Ella Diaz


Ella Diaz

Chair and Professor

Department of Chicana and Chicano Studies




Current Research Activities

Current research projects include a post-script to her 2020 A Ver volume on José Montoya; it comprises a collection of interrelated essays on the canonical Chicano artist’s early poetry publications as they’ve become available online, through the digitization of his major library collection and related ones. Exploring the implications of the digital humanities for vanguard Chicana/o artists in the United States, Diaz reveals the intellectual damage and cultural loss resultant from the erasures of these artists in the national canons and U.S. institutions.

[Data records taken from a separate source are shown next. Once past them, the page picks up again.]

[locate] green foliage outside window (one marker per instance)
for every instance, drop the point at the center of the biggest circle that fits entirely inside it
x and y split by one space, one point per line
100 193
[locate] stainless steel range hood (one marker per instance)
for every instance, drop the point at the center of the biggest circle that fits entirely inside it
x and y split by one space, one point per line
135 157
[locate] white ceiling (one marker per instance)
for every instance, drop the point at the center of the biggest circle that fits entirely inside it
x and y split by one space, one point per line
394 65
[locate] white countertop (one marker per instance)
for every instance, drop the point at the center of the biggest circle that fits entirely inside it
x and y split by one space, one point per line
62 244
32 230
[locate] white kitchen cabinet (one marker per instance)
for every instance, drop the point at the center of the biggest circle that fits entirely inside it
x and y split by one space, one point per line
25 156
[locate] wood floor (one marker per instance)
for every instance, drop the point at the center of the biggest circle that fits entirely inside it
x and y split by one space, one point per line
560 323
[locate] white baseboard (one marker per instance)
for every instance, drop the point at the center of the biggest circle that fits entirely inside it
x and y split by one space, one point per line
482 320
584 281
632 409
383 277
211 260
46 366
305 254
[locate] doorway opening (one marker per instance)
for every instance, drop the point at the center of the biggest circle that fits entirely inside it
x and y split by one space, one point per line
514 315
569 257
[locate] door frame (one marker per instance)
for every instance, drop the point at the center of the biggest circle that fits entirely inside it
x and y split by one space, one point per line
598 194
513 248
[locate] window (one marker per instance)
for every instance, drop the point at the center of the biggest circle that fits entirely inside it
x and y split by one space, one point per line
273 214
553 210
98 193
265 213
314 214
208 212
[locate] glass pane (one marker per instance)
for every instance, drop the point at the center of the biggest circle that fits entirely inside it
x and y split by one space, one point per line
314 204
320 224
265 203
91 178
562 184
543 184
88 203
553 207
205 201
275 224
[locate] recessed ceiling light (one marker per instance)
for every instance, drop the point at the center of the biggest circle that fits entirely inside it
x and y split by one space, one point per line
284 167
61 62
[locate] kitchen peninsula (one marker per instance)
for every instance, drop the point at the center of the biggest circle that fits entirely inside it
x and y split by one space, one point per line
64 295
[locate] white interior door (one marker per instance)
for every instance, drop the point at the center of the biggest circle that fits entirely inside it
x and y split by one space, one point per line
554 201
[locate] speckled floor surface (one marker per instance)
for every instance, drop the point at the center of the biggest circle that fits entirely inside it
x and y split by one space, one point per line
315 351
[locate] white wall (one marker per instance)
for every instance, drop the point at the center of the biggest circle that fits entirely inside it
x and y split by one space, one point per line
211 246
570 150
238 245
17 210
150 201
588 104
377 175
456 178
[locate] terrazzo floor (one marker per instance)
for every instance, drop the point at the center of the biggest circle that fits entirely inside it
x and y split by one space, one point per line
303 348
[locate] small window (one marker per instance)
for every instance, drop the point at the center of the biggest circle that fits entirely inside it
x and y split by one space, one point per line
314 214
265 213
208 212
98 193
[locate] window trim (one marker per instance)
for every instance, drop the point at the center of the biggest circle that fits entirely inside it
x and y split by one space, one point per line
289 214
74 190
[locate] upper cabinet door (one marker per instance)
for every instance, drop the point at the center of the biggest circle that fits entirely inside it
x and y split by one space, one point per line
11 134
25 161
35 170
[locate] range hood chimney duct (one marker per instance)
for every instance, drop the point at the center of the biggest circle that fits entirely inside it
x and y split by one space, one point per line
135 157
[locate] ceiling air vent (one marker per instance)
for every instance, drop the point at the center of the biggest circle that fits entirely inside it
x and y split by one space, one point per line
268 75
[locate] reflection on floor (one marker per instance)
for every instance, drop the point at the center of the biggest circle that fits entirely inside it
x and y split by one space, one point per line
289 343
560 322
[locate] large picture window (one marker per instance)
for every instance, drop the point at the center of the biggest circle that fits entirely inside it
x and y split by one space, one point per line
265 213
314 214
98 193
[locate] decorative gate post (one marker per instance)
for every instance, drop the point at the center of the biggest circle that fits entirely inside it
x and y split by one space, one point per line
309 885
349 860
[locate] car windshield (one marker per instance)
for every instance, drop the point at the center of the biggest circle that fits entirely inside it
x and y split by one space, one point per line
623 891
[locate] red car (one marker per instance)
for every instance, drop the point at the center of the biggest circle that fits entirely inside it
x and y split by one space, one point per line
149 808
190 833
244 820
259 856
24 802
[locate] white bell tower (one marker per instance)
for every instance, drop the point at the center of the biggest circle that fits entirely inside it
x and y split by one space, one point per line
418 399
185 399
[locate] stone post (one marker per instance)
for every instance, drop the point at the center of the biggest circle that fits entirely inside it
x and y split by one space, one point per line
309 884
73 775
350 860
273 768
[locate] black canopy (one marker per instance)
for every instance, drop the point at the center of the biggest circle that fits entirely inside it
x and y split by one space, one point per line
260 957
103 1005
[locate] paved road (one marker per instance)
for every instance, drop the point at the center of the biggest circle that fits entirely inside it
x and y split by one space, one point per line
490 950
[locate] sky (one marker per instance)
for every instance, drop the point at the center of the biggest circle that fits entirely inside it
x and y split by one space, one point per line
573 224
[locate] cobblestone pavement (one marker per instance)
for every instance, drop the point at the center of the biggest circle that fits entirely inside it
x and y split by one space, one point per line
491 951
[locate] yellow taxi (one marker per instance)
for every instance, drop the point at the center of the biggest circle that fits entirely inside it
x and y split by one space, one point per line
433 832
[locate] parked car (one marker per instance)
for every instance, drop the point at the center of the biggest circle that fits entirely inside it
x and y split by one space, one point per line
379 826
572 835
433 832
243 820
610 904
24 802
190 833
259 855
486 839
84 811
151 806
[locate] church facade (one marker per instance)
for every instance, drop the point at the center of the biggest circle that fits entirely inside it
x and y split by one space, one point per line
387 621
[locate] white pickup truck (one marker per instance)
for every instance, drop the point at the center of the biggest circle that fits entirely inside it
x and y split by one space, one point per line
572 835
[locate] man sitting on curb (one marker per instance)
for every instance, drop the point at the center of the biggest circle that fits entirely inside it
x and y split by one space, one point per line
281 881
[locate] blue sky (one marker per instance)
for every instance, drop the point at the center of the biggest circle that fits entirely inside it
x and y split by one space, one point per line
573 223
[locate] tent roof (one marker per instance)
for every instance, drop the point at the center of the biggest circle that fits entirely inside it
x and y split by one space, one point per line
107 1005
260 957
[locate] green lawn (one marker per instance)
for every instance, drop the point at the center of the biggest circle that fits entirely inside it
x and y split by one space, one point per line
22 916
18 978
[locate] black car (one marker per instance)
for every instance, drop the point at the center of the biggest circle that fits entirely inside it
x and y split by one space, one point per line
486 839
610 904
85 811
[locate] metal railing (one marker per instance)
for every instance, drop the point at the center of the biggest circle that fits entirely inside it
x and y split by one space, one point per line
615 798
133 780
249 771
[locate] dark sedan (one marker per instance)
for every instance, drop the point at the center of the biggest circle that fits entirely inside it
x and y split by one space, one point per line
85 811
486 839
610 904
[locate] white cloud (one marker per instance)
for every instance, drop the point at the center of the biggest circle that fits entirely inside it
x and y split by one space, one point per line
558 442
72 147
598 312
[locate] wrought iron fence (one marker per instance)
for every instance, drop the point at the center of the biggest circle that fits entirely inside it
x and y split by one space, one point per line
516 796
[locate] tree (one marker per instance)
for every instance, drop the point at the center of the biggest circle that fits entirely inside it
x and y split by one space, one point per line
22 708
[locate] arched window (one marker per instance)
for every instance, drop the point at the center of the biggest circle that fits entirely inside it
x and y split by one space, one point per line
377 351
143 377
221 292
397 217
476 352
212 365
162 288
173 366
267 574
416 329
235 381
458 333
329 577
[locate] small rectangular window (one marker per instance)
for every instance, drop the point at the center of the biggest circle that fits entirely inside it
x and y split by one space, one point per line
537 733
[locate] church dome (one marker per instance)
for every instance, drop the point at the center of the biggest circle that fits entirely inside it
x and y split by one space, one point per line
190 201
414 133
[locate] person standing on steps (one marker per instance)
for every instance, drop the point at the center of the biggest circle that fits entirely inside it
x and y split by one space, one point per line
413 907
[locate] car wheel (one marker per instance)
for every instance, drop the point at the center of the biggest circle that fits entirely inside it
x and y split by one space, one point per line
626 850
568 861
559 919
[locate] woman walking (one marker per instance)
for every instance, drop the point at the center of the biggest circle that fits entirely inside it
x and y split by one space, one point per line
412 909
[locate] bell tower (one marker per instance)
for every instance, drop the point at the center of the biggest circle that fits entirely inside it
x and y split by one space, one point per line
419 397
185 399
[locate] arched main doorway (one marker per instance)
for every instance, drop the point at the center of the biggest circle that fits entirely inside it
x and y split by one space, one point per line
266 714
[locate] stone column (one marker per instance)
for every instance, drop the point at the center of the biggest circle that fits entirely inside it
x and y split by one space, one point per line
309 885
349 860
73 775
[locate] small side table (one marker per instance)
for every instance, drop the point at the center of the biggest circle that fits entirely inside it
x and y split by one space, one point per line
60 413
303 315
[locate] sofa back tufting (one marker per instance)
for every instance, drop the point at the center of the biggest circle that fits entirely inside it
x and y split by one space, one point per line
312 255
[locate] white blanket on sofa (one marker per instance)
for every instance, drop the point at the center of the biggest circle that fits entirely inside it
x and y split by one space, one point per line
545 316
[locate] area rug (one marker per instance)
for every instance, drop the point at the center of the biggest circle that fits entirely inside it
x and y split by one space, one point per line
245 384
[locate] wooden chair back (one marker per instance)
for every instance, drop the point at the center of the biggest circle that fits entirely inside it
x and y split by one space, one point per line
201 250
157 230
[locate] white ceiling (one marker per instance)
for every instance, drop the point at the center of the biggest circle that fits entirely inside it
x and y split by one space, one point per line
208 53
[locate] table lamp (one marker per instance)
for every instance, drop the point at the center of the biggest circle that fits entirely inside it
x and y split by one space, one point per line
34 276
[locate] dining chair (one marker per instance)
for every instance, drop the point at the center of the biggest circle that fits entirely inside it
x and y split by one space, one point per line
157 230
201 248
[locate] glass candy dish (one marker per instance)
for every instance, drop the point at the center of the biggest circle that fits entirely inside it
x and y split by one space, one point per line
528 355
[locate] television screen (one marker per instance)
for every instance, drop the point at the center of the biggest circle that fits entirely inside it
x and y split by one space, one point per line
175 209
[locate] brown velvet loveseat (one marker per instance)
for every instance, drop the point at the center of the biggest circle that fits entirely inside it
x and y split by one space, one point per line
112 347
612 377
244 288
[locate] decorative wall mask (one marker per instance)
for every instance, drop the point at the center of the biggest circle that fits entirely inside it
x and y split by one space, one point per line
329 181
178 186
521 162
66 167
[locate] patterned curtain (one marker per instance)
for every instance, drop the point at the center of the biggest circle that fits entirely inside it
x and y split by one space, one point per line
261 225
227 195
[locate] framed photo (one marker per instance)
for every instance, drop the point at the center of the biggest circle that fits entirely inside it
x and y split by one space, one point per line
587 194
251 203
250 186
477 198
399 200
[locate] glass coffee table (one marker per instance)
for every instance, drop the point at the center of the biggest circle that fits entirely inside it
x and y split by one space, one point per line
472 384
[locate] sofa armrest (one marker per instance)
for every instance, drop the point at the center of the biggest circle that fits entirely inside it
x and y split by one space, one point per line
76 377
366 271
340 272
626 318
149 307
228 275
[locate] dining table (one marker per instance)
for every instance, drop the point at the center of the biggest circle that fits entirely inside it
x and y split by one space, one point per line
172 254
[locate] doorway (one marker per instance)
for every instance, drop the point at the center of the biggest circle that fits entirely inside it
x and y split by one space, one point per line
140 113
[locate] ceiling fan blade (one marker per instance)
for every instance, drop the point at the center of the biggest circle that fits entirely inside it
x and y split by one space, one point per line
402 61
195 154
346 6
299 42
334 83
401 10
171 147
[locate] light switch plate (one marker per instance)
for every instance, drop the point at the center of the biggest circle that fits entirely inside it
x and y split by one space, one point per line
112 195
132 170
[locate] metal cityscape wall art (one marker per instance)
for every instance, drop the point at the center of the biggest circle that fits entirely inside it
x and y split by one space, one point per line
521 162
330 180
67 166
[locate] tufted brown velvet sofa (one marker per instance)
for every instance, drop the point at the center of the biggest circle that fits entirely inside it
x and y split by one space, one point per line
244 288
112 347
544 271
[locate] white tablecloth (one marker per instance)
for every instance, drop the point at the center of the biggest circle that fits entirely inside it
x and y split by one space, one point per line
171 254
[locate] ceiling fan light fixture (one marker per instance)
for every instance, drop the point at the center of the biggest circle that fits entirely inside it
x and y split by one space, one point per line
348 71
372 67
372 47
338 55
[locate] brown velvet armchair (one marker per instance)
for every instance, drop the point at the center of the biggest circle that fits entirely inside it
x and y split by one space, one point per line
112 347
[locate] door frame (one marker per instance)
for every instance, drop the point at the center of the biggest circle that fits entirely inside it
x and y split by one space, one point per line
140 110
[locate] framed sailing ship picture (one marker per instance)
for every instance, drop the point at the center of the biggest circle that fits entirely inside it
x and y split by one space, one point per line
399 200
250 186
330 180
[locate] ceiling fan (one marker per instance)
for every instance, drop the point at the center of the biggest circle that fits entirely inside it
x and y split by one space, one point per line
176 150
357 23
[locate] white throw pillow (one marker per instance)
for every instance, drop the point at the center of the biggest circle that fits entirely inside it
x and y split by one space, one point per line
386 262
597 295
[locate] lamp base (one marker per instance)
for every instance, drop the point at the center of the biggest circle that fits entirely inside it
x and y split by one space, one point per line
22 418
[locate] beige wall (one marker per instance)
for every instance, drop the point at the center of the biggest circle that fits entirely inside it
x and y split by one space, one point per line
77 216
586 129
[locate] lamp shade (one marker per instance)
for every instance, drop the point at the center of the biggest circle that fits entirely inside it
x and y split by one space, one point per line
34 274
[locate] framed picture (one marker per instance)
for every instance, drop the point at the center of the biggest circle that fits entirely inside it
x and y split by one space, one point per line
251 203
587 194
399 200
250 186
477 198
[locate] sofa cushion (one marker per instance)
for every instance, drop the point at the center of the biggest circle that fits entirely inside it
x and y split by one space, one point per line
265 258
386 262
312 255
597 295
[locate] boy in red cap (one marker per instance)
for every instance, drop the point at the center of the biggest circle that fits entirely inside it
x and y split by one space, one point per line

She does so by drawing on western theories of archives—from Michel Foucault (ca 1970s) to Jacques Derrida (1995)—as well as contemporary Chicana interventions by scholar Karen Mary Davalos in Chicana/o Remix: Art and Errata Since the Sixties (NYU 2018), María Cotera’s essay, “‘Invisibility Is an Unnatural Disaster’: Feminist Archival Praxis after the Digital Turn” (2015), and Cotera's co-edited anthology Chicana Movidas: New Narratives of Activism and Feminism in the Movement Era (2018).

Diaz’s other research projects involve exhibition reviews of major Chicana/o and U.S. Latinx art shows, as well as her visual and cultural analyses of testimonio as an art of the Americas. As a narrative “genre,” testimonio takes many forms that reflect the convergence of several systems of knowledge, following fifteenth and sixteenth-century European conquests of Indigenous American societies; the multiple modes of testimonio, or telling stories of whole communities, continue to expose historical forces of power beyond the control of Black, Indigenous, and People of Color communities of the Americas.